No, Jesus is not saying that we are wrong to enjoy any earthly blessings God sends our way.  He isn’t hinting that finding joy in anything of this world is intrinsically un-Christian.  He is not declaring that we must wipe any smile off our faces and act as if we are at a wake even when God uses the strengths he’s graciously given us to be a blessing to his people.  He is not seeking to hinder us from finding joy where God has used us  “to keep the unity of the Spirit through the bond of peace” (Ephesians 4:3). 
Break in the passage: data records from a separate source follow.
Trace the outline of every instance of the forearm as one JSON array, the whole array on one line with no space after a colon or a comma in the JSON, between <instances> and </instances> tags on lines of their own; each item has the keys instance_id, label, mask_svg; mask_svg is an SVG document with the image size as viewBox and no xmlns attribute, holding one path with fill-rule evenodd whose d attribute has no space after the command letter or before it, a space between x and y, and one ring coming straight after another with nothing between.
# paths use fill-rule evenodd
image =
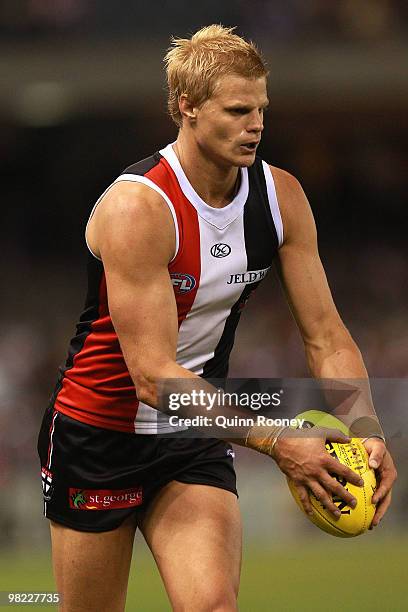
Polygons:
<instances>
[{"instance_id":1,"label":"forearm","mask_svg":"<svg viewBox=\"0 0 408 612\"><path fill-rule=\"evenodd\" d=\"M198 433L273 456L274 444L283 430L281 426L258 425L253 413L223 401L221 389L175 361L166 360L159 368L144 374L134 368L133 379L139 399L144 403L180 420L198 417L194 423ZM175 399L182 397L189 398L190 403L178 401L175 410Z\"/></svg>"},{"instance_id":2,"label":"forearm","mask_svg":"<svg viewBox=\"0 0 408 612\"><path fill-rule=\"evenodd\" d=\"M381 435L367 370L348 332L345 330L333 335L331 341L306 347L306 355L312 375L322 381L333 413L361 437L371 433Z\"/></svg>"},{"instance_id":3,"label":"forearm","mask_svg":"<svg viewBox=\"0 0 408 612\"><path fill-rule=\"evenodd\" d=\"M237 406L225 405L221 390L172 359L151 358L146 362L156 365L144 370L128 366L139 399L177 417L180 424L185 424L185 419L195 419L194 429L205 436L245 445L251 414ZM227 418L228 427L219 426L217 417Z\"/></svg>"}]
</instances>

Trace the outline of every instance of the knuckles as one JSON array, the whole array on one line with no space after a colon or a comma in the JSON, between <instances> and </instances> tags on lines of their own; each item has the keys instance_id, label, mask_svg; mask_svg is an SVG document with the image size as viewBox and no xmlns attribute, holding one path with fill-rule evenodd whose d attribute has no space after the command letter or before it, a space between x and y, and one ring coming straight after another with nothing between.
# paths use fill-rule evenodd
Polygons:
<instances>
[{"instance_id":1,"label":"knuckles","mask_svg":"<svg viewBox=\"0 0 408 612\"><path fill-rule=\"evenodd\" d=\"M307 485L312 481L321 480L325 472L321 466L315 463L294 464L283 470L295 484Z\"/></svg>"}]
</instances>

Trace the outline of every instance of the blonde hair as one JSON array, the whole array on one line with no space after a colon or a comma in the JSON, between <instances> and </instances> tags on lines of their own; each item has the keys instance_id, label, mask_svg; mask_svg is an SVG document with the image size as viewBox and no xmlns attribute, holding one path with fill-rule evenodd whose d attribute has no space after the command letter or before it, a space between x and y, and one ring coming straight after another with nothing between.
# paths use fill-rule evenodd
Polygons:
<instances>
[{"instance_id":1,"label":"blonde hair","mask_svg":"<svg viewBox=\"0 0 408 612\"><path fill-rule=\"evenodd\" d=\"M179 98L187 94L190 102L200 106L215 91L225 74L245 78L266 77L265 62L252 42L233 34L235 28L210 25L191 38L171 39L164 57L168 85L168 110L173 121L182 125Z\"/></svg>"}]
</instances>

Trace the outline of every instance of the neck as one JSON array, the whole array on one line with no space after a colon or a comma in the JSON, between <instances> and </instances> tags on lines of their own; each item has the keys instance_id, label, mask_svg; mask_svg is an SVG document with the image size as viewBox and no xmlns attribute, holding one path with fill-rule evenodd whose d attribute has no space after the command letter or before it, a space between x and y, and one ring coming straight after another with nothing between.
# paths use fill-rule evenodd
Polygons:
<instances>
[{"instance_id":1,"label":"neck","mask_svg":"<svg viewBox=\"0 0 408 612\"><path fill-rule=\"evenodd\" d=\"M223 208L234 199L239 187L236 166L217 165L183 130L173 148L188 180L204 202L213 208Z\"/></svg>"}]
</instances>

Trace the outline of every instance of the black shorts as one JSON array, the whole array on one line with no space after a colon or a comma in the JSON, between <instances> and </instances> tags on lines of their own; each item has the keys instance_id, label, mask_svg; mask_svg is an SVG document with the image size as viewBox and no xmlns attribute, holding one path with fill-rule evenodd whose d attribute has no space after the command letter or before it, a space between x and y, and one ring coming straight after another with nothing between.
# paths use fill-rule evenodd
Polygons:
<instances>
[{"instance_id":1,"label":"black shorts","mask_svg":"<svg viewBox=\"0 0 408 612\"><path fill-rule=\"evenodd\" d=\"M48 408L38 453L45 516L79 531L116 529L172 480L238 495L232 447L214 438L101 429Z\"/></svg>"}]
</instances>

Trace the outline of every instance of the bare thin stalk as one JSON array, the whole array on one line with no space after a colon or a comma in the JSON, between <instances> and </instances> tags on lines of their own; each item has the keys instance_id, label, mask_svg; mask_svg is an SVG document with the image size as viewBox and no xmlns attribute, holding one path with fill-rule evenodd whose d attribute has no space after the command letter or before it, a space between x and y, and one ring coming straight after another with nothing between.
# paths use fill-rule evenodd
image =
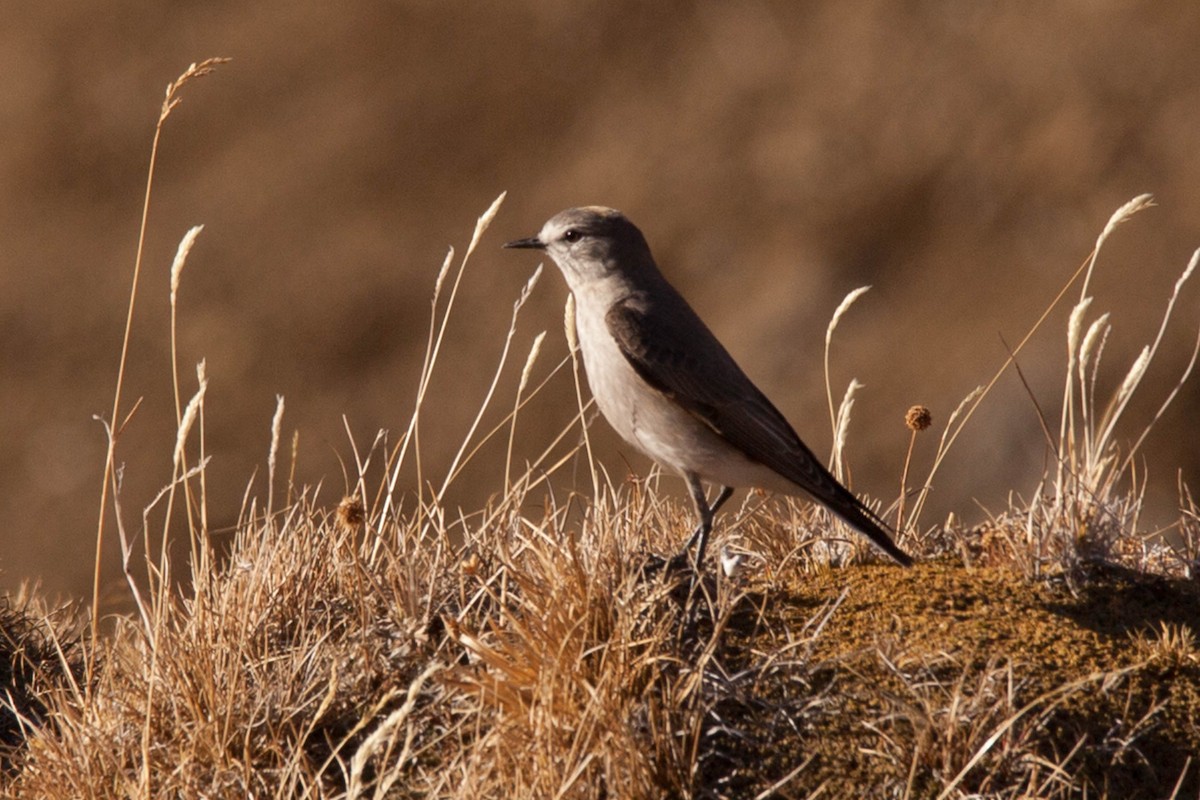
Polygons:
<instances>
[{"instance_id":1,"label":"bare thin stalk","mask_svg":"<svg viewBox=\"0 0 1200 800\"><path fill-rule=\"evenodd\" d=\"M459 445L458 452L454 454L454 459L450 462L450 468L446 470L446 478L442 481L442 488L438 489L435 499L437 503L442 502L445 497L446 489L450 487L450 483L458 476L460 462L462 461L463 453L467 449L467 445L471 443L472 437L475 436L475 431L479 429L479 424L483 420L483 415L487 412L488 407L492 404L492 397L496 394L496 386L500 383L500 375L504 372L504 365L508 363L508 352L512 347L513 335L517 331L517 317L521 313L525 302L529 299L533 287L537 285L538 279L542 276L542 267L539 264L534 270L532 276L526 281L525 287L521 290L520 296L513 303L512 318L509 320L508 333L504 336L504 347L500 351L500 360L496 364L496 369L492 373L492 382L488 385L487 393L484 394L483 402L479 406L479 411L475 414L475 419L471 423L471 427L467 430L467 435L463 438L462 444Z\"/></svg>"},{"instance_id":2,"label":"bare thin stalk","mask_svg":"<svg viewBox=\"0 0 1200 800\"><path fill-rule=\"evenodd\" d=\"M900 499L896 501L896 533L904 531L904 497L908 494L908 465L912 463L913 447L917 443L917 432L910 431L908 452L904 454L904 469L900 473Z\"/></svg>"},{"instance_id":3,"label":"bare thin stalk","mask_svg":"<svg viewBox=\"0 0 1200 800\"><path fill-rule=\"evenodd\" d=\"M1171 292L1171 299L1167 301L1167 309L1165 312L1163 312L1162 321L1158 325L1158 333L1154 337L1154 342L1146 347L1142 351L1142 355L1139 356L1138 360L1134 362L1133 367L1130 368L1125 383L1122 384L1121 389L1114 396L1109 408L1105 410L1104 417L1101 421L1101 446L1103 446L1103 443L1107 442L1112 436L1113 428L1116 427L1117 420L1121 418L1121 415L1125 411L1125 407L1129 404L1130 397L1133 396L1134 391L1137 389L1138 384L1145 375L1146 367L1151 361L1154 360L1155 355L1158 354L1158 347L1160 344L1162 344L1163 334L1166 333L1167 324L1170 322L1171 314L1175 310L1175 301L1179 299L1179 293L1182 291L1184 284L1187 283L1188 278L1190 278L1192 273L1195 272L1197 262L1200 262L1200 250L1197 250L1192 254L1192 258L1190 261L1188 261L1188 265L1184 269L1183 274L1180 275L1179 279L1175 281L1175 289ZM1191 366L1189 365L1187 372L1184 373L1185 378L1187 373L1190 371ZM1174 397L1174 394L1172 394L1172 397Z\"/></svg>"},{"instance_id":4,"label":"bare thin stalk","mask_svg":"<svg viewBox=\"0 0 1200 800\"><path fill-rule=\"evenodd\" d=\"M833 342L833 332L837 329L838 323L842 319L850 306L854 305L854 301L862 297L870 289L870 286L860 286L854 291L842 298L842 302L834 310L833 316L829 319L829 325L825 328L825 401L829 404L829 427L833 434L833 452L829 454L830 463L837 462L837 438L838 438L838 415L833 409L833 379L829 371L829 348Z\"/></svg>"},{"instance_id":5,"label":"bare thin stalk","mask_svg":"<svg viewBox=\"0 0 1200 800\"><path fill-rule=\"evenodd\" d=\"M193 226L183 235L179 241L179 247L175 251L175 260L171 263L171 387L175 399L175 428L183 430L183 407L182 395L179 391L179 337L178 337L178 300L179 300L179 281L183 275L183 268L187 263L188 255L192 251L193 245L196 243L196 237L200 235L200 231L204 230L203 225ZM203 362L197 368L203 371ZM203 378L201 379L203 383ZM188 424L191 428L191 423ZM175 474L178 476L182 465L187 463L187 453L184 449L186 437L176 442L176 457L174 459ZM172 484L174 485L174 484ZM184 481L184 510L187 516L188 524L188 545L191 548L192 562L195 563L200 557L199 541L196 535L196 521L194 517L194 498L192 497L191 483ZM172 490L171 497L167 501L167 512L163 519L163 542L165 542L167 534L171 527L171 516L175 508L175 492Z\"/></svg>"},{"instance_id":6,"label":"bare thin stalk","mask_svg":"<svg viewBox=\"0 0 1200 800\"><path fill-rule=\"evenodd\" d=\"M521 381L517 384L517 395L513 399L513 410L508 415L512 422L508 426L508 449L505 451L504 456L504 491L506 494L512 489L510 477L512 475L513 443L516 441L517 436L517 411L521 408L521 393L525 391L525 387L529 384L529 376L533 372L533 364L537 361L538 353L542 350L542 341L545 338L546 332L542 331L534 338L533 345L529 348L529 355L525 357L525 368L521 370Z\"/></svg>"},{"instance_id":7,"label":"bare thin stalk","mask_svg":"<svg viewBox=\"0 0 1200 800\"><path fill-rule=\"evenodd\" d=\"M191 80L211 73L220 64L229 61L227 58L210 58L199 64L192 64L183 74L167 84L166 97L158 114L158 122L154 126L154 139L150 144L150 164L146 170L146 191L142 198L142 219L138 228L137 254L133 259L133 279L129 287L129 307L125 314L125 334L121 339L121 359L117 365L117 385L113 390L112 415L109 417L115 426L108 437L108 451L104 456L104 479L100 488L100 513L96 523L96 560L92 574L92 619L91 619L91 649L87 661L87 684L91 686L92 670L95 666L91 653L95 652L100 630L100 565L104 554L104 520L108 515L109 483L116 468L116 446L121 436L123 425L117 425L121 412L121 390L125 386L125 366L129 357L129 342L133 332L133 310L137 303L137 291L142 274L142 255L146 247L146 228L150 219L150 196L154 187L154 168L158 161L158 143L162 136L163 124L175 106L179 105L179 91Z\"/></svg>"},{"instance_id":8,"label":"bare thin stalk","mask_svg":"<svg viewBox=\"0 0 1200 800\"><path fill-rule=\"evenodd\" d=\"M441 296L442 284L446 279L446 275L450 269L450 264L454 258L454 248L450 248L450 251L446 254L446 260L442 263L442 269L438 273L437 281L434 284L433 290L433 314L429 321L429 338L425 346L425 361L421 365L421 377L417 384L417 400L415 407L413 408L412 417L409 419L408 430L405 431L404 436L401 437L400 442L397 443L395 452L393 453L391 459L391 479L388 482L388 495L384 500L384 507L380 517L381 521L387 518L388 512L393 504L392 498L394 497L396 484L400 479L400 468L404 464L404 458L408 452L410 443L413 445L416 452L417 492L419 495L423 495L425 491L425 481L422 473L420 456L419 422L421 408L425 402L425 394L429 390L429 381L433 377L434 365L437 363L438 354L442 349L442 341L446 335L446 326L450 321L450 312L454 308L454 300L458 296L458 287L462 283L462 277L467 267L467 261L470 259L471 254L475 251L475 247L479 244L479 240L483 236L483 232L488 229L488 226L491 224L492 220L495 219L496 214L499 213L500 206L504 202L504 198L507 194L507 192L501 192L500 196L492 201L492 204L488 207L487 211L483 212L483 214L479 217L479 220L476 222L475 232L471 236L471 243L467 246L467 251L465 254L463 254L462 261L459 263L458 272L454 276L454 283L450 288L450 296L446 301L445 309L442 311L440 323L437 321L438 299ZM434 332L435 329L436 333ZM423 506L424 503L418 503L418 508Z\"/></svg>"},{"instance_id":9,"label":"bare thin stalk","mask_svg":"<svg viewBox=\"0 0 1200 800\"><path fill-rule=\"evenodd\" d=\"M588 471L592 478L592 501L600 499L600 476L596 471L596 459L592 455L592 437L588 435L587 405L583 402L583 385L579 379L579 334L575 329L575 295L567 295L567 303L563 307L563 332L567 337L567 349L571 353L571 375L575 379L575 405L579 409L579 419L583 422L583 449L587 454ZM589 401L593 402L593 401Z\"/></svg>"}]
</instances>

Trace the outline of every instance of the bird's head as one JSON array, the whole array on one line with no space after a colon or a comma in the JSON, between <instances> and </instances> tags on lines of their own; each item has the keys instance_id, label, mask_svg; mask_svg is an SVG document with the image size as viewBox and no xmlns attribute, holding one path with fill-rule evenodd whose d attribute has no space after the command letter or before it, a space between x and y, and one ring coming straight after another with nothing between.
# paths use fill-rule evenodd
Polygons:
<instances>
[{"instance_id":1,"label":"bird's head","mask_svg":"<svg viewBox=\"0 0 1200 800\"><path fill-rule=\"evenodd\" d=\"M614 276L636 281L658 272L642 232L620 211L603 206L560 211L536 236L504 246L546 251L572 290Z\"/></svg>"}]
</instances>

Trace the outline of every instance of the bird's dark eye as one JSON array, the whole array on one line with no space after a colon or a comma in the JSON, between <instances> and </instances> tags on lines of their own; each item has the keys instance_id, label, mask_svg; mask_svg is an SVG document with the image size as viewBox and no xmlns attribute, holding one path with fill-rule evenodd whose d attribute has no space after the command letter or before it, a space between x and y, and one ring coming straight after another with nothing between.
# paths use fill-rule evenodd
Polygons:
<instances>
[{"instance_id":1,"label":"bird's dark eye","mask_svg":"<svg viewBox=\"0 0 1200 800\"><path fill-rule=\"evenodd\" d=\"M575 242L578 242L582 238L583 238L583 234L580 233L579 231L575 230L574 228L571 228L570 230L563 233L563 239L565 239L568 244L574 244Z\"/></svg>"}]
</instances>

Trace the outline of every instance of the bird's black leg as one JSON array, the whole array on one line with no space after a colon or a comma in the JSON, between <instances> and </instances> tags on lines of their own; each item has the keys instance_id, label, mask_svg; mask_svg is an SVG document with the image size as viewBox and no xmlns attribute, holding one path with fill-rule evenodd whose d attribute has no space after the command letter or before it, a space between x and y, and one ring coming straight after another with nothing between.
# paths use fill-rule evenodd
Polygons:
<instances>
[{"instance_id":1,"label":"bird's black leg","mask_svg":"<svg viewBox=\"0 0 1200 800\"><path fill-rule=\"evenodd\" d=\"M683 546L686 553L693 544L697 541L696 546L696 569L700 568L700 564L704 561L704 548L708 544L708 534L712 531L713 517L721 506L725 505L725 501L733 494L732 486L722 486L721 492L717 495L717 499L712 505L708 504L708 498L704 496L704 485L700 483L700 476L694 472L689 472L684 475L687 481L688 489L692 493L692 502L696 506L696 515L700 518L696 525L696 530L692 532L692 536L687 540L687 544Z\"/></svg>"},{"instance_id":2,"label":"bird's black leg","mask_svg":"<svg viewBox=\"0 0 1200 800\"><path fill-rule=\"evenodd\" d=\"M708 509L709 511L712 512L712 515L714 517L717 515L717 512L721 510L721 506L725 505L725 501L728 500L729 496L732 494L733 494L732 486L722 486L721 487L721 493L719 495L717 495L717 499L713 500L713 504Z\"/></svg>"}]
</instances>

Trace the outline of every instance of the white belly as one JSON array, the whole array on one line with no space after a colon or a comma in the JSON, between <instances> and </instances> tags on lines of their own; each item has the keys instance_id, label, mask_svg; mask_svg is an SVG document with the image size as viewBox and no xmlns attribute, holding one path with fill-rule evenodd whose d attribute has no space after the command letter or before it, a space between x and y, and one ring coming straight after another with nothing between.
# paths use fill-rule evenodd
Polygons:
<instances>
[{"instance_id":1,"label":"white belly","mask_svg":"<svg viewBox=\"0 0 1200 800\"><path fill-rule=\"evenodd\" d=\"M775 471L746 458L702 420L647 384L608 331L603 314L579 303L576 330L596 405L625 441L665 467L694 472L722 486L754 486L796 494L798 488Z\"/></svg>"}]
</instances>

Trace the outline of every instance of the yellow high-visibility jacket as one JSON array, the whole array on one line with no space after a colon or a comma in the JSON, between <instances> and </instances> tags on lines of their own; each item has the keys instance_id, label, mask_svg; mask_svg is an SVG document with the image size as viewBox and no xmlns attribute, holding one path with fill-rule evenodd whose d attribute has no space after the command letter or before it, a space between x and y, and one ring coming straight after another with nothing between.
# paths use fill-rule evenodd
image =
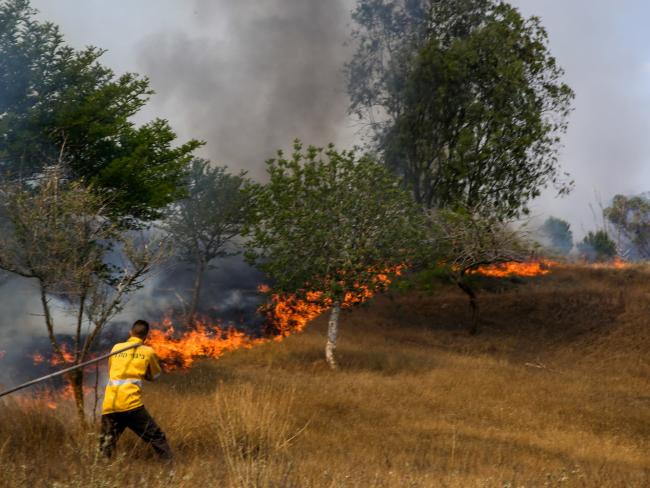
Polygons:
<instances>
[{"instance_id":1,"label":"yellow high-visibility jacket","mask_svg":"<svg viewBox=\"0 0 650 488\"><path fill-rule=\"evenodd\" d=\"M115 344L111 352L124 349L134 342L142 343L142 339L131 337L127 342ZM149 346L142 345L111 356L102 414L126 412L143 406L142 380L153 381L160 373L156 353Z\"/></svg>"}]
</instances>

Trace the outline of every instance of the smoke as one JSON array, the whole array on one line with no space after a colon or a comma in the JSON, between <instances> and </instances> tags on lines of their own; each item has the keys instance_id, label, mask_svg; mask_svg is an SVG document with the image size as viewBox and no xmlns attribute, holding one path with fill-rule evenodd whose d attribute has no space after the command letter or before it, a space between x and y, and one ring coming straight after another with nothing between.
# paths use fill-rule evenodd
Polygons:
<instances>
[{"instance_id":1,"label":"smoke","mask_svg":"<svg viewBox=\"0 0 650 488\"><path fill-rule=\"evenodd\" d=\"M548 191L533 210L541 220L549 214L569 220L578 241L601 223L590 204L598 211L598 204L607 204L616 193L650 189L650 30L645 26L650 4L511 3L525 16L541 17L550 50L577 95L560 158L576 182L575 191L560 199ZM215 163L261 178L264 160L295 137L316 144L355 142L342 74L352 51L345 42L353 0L33 4L41 18L61 25L73 46L107 48L105 62L116 72L149 76L157 94L138 120L168 118L182 139L207 141L204 155ZM227 320L237 320L238 307L252 307L244 278L248 268L241 266L224 264L211 271L205 286L204 303L227 310ZM178 282L173 275L171 281L149 282L120 320L152 319L178 303L172 293L161 291L170 283L189 286L190 271L177 273ZM247 291L238 291L240 279ZM225 281L213 286L218 280ZM0 359L3 371L2 361L13 354L14 344L42 337L44 326L42 317L31 315L40 313L40 306L24 281L0 286L0 350L7 351Z\"/></svg>"},{"instance_id":2,"label":"smoke","mask_svg":"<svg viewBox=\"0 0 650 488\"><path fill-rule=\"evenodd\" d=\"M294 138L344 137L348 3L195 0L192 30L150 35L138 64L156 103L208 142L210 159L259 178Z\"/></svg>"},{"instance_id":3,"label":"smoke","mask_svg":"<svg viewBox=\"0 0 650 488\"><path fill-rule=\"evenodd\" d=\"M566 198L549 190L533 210L540 224L568 220L580 239L602 224L600 203L650 189L650 4L510 1L541 17L576 91L560 157L575 190ZM264 160L294 137L357 142L341 73L355 0L33 3L76 47L108 48L117 72L148 75L157 94L142 120L168 118L183 138L206 140L204 155L217 163L260 177Z\"/></svg>"},{"instance_id":4,"label":"smoke","mask_svg":"<svg viewBox=\"0 0 650 488\"><path fill-rule=\"evenodd\" d=\"M257 314L257 308L264 301L258 286L268 282L266 277L246 264L241 255L218 258L211 264L204 273L199 314L226 327L258 333L263 318ZM174 263L134 294L116 322L130 324L138 318L159 322L168 312L182 315L194 278L193 266Z\"/></svg>"},{"instance_id":5,"label":"smoke","mask_svg":"<svg viewBox=\"0 0 650 488\"><path fill-rule=\"evenodd\" d=\"M551 53L576 92L560 158L575 189L566 198L546 192L535 202L534 212L542 219L552 214L569 220L581 239L602 226L600 206L607 206L615 194L650 189L650 4L512 3L525 16L541 17Z\"/></svg>"}]
</instances>

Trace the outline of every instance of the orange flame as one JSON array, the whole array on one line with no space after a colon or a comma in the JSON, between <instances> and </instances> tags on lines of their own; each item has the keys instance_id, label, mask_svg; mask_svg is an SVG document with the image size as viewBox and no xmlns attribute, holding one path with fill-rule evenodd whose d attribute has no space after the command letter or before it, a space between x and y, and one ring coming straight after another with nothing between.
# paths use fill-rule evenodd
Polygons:
<instances>
[{"instance_id":1,"label":"orange flame","mask_svg":"<svg viewBox=\"0 0 650 488\"><path fill-rule=\"evenodd\" d=\"M551 267L558 263L553 261L528 261L528 262L507 262L480 266L471 271L471 274L491 276L494 278L506 278L509 276L533 277L543 276L551 272Z\"/></svg>"},{"instance_id":2,"label":"orange flame","mask_svg":"<svg viewBox=\"0 0 650 488\"><path fill-rule=\"evenodd\" d=\"M45 356L43 356L40 352L35 352L32 354L32 361L34 361L34 364L41 364L45 362Z\"/></svg>"},{"instance_id":3,"label":"orange flame","mask_svg":"<svg viewBox=\"0 0 650 488\"><path fill-rule=\"evenodd\" d=\"M202 321L198 321L193 329L177 335L171 319L166 318L151 329L147 345L156 351L165 370L170 371L189 368L197 358L218 358L227 351L252 347L263 341L232 327L222 329Z\"/></svg>"},{"instance_id":4,"label":"orange flame","mask_svg":"<svg viewBox=\"0 0 650 488\"><path fill-rule=\"evenodd\" d=\"M538 260L527 262L506 262L500 264L490 264L481 266L471 272L471 274L480 274L494 278L506 278L509 276L533 277L543 276L551 272L553 268L570 268L574 266L586 267L590 269L626 269L632 266L632 263L624 261L616 256L611 261L602 263L559 263L556 261Z\"/></svg>"},{"instance_id":5,"label":"orange flame","mask_svg":"<svg viewBox=\"0 0 650 488\"><path fill-rule=\"evenodd\" d=\"M50 366L59 366L61 364L72 364L74 362L74 355L68 350L67 344L61 344L61 355L53 353L47 362ZM32 354L32 361L34 364L42 364L46 361L45 356L40 352Z\"/></svg>"},{"instance_id":6,"label":"orange flame","mask_svg":"<svg viewBox=\"0 0 650 488\"><path fill-rule=\"evenodd\" d=\"M354 291L348 292L343 298L341 307L349 308L367 301L375 293L390 285L391 274L400 276L403 270L404 266L402 265L377 273L370 286L357 285ZM258 289L261 292L270 290L267 285L260 285ZM270 305L262 307L261 311L266 314L271 328L276 334L275 340L282 340L288 335L302 332L310 321L332 306L332 299L324 297L324 293L321 291L308 291L305 293L305 298L303 300L297 295L273 294Z\"/></svg>"},{"instance_id":7,"label":"orange flame","mask_svg":"<svg viewBox=\"0 0 650 488\"><path fill-rule=\"evenodd\" d=\"M347 293L344 297L342 307L365 302L376 292L385 289L390 283L389 275L400 275L403 266L398 266L385 272L377 273L370 286L359 285L354 292ZM270 293L268 285L260 285L261 293ZM176 331L172 320L166 317L160 324L153 324L147 338L147 345L151 346L161 361L166 371L175 369L190 368L199 358L219 358L228 351L241 348L251 348L257 344L269 341L281 341L285 337L301 332L307 324L323 313L332 305L332 300L324 297L320 291L305 293L305 299L299 299L297 295L281 296L273 294L270 297L270 304L260 308L271 323L273 334L268 337L252 337L233 327L223 328L208 321L197 321L190 330ZM52 356L48 361L50 365L56 366L62 362L72 362L74 356L65 345L62 347L61 356ZM43 363L46 359L40 353L32 356L35 363ZM86 388L84 388L86 391ZM88 389L91 391L92 389ZM58 398L71 399L74 393L68 383L57 395ZM57 408L57 401L51 392L44 392L41 399L50 409Z\"/></svg>"}]
</instances>

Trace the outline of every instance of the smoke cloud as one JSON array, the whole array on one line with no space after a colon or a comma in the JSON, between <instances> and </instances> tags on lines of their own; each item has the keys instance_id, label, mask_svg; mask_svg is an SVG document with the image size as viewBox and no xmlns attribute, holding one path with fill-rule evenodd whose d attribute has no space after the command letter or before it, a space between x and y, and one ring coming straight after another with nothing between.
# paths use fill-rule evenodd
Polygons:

But he is saying this.  Those can be good days when God grants just such things, but they are not our most blessed days!  Our best blessings are not even remotely dependent on any of those outcomes!  Our best blessings, as we live under his saving grace, go on when all of those “good day” elements are missing.  In fact, on the very days we are ready to label as our “worst,” our Lord Jesus asks us to pause and see things as they really are.  Paul said it so eloquently in the alternate second lesson for this Sunday.  “For Christ’s sake, I delight in weaknesses, in insults, in hardships, in persecutions, in difficulties.  For when I am weak, then I am strong” (2 Corinthians 12:10).

So, teach me, dear Jesus, to thank you for days  – beggarly, hungry, weeping, and rejected! – that send me running to you!  That’s when you are hardest at work in your love to teach me that my greatest blessings don’t come from within me nor are they dependent on my earthly circumstances.   Though my reason will never fully understand, those days that send me running to you, Jesus, are my best days!